Remembering the French Chef
Wednesday, September 1, 2004
It was an ordinary day in 1968. I turned on the little black and white television set to watch my favorite show. n The program's host, in her unmistakable voice ("a voice that could make an aspic shimmy," it's been called), was showing how to make a French chocolate rum and almond cake called Queen of Sheba.
For 28 minutes and 52 seconds this woman, who has been likened to a dowager doing a burlesque routine, demonstrated with characteristic aplomb everything you needed to know to create the dish. As soon as the show was over I headed straight for the grocery store to buy the ingredients to make the cake that very evening.
That was not the only time this program would have such an effect on me, nor was I the only one. For example, after the show on broccoli, every store within 200 miles of the Boston television studio where it originated sold out of the vegetable.
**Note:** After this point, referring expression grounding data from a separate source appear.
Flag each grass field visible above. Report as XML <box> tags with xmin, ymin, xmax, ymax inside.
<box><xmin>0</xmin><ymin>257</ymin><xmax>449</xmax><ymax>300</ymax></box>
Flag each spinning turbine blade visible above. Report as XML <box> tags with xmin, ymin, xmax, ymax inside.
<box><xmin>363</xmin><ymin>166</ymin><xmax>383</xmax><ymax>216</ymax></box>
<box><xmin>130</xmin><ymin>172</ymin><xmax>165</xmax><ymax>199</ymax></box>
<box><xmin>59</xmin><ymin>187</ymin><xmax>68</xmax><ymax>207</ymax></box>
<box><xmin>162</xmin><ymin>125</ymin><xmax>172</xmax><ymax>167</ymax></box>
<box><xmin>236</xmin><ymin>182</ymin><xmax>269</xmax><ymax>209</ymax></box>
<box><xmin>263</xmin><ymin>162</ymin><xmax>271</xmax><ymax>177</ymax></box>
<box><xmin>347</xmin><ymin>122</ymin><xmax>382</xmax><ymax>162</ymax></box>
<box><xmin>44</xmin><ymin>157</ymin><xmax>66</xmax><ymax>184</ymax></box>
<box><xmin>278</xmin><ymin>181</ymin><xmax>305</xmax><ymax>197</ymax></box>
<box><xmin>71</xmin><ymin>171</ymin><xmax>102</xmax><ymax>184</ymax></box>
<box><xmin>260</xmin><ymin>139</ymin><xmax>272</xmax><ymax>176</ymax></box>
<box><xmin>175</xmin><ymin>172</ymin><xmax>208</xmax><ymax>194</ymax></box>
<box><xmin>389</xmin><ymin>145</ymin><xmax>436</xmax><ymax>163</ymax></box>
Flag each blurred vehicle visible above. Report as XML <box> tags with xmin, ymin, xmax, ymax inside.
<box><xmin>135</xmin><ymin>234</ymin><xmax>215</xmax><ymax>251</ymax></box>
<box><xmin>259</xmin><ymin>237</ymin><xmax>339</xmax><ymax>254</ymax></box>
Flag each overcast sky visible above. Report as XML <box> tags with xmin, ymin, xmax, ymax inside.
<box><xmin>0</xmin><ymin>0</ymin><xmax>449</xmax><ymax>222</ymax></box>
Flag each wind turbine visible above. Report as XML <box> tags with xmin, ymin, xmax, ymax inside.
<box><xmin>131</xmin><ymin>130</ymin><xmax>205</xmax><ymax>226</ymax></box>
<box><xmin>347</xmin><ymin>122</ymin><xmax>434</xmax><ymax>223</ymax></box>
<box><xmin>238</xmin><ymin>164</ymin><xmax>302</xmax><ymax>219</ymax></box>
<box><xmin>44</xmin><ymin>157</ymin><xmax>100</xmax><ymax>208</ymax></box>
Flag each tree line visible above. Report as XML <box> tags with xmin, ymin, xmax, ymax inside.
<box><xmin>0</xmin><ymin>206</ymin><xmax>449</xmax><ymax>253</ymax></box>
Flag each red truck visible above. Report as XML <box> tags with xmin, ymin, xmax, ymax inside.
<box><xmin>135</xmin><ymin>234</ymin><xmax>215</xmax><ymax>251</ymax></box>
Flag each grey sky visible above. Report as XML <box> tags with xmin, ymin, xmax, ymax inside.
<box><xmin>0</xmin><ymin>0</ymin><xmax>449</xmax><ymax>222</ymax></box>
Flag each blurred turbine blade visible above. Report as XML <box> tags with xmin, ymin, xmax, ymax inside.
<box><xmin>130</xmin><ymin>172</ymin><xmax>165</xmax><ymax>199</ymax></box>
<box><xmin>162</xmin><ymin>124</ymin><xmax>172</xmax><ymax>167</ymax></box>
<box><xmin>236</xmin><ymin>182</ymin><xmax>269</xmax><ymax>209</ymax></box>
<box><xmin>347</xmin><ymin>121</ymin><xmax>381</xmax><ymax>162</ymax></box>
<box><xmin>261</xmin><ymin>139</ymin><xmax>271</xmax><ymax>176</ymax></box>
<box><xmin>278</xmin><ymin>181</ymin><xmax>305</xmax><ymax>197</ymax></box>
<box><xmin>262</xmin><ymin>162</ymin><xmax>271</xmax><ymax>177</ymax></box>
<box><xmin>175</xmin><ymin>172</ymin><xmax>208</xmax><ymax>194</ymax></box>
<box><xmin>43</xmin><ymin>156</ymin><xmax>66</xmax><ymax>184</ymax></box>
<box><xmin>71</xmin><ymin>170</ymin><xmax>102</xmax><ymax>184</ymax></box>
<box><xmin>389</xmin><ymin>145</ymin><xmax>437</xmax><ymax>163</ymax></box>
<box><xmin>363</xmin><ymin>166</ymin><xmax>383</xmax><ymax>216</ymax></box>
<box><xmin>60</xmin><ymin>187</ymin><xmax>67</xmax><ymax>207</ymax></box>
Following the program on omelets, there was a run on omelet pans at every specialty store in the area. Clearly, millions of others like me were similarly inspired by this show, "The French Chef," and its host, Julia Child.
It is impossible to exaggerate the influence of Julia Child, who died last month at the age of 91. Indeed, as Frances Dowell rightly concludes, "Julia Child changed the face -- and flavor -- of American cooking." Ironically, when she was born, few would have predicted that she would become, in Kathryn Kellinger's words, "the most important culinary figure this country has produced." Born to privilege and wealth, she never needed to venture into the kitchen. There was a cook who prepared family meals.
However, during a stint in the Office of Strategic Services, precursor to the CIA (the intelligence agency, not the Culinary Institute of America) she met Paul Child. They married and moved to France and there, over lunch at La Couronne restaurant in Rouen on Nov. 3, 1948, Julia, dining on oysters portugaises, sole meuniere and a green salad, experienced an epicurean epiphany.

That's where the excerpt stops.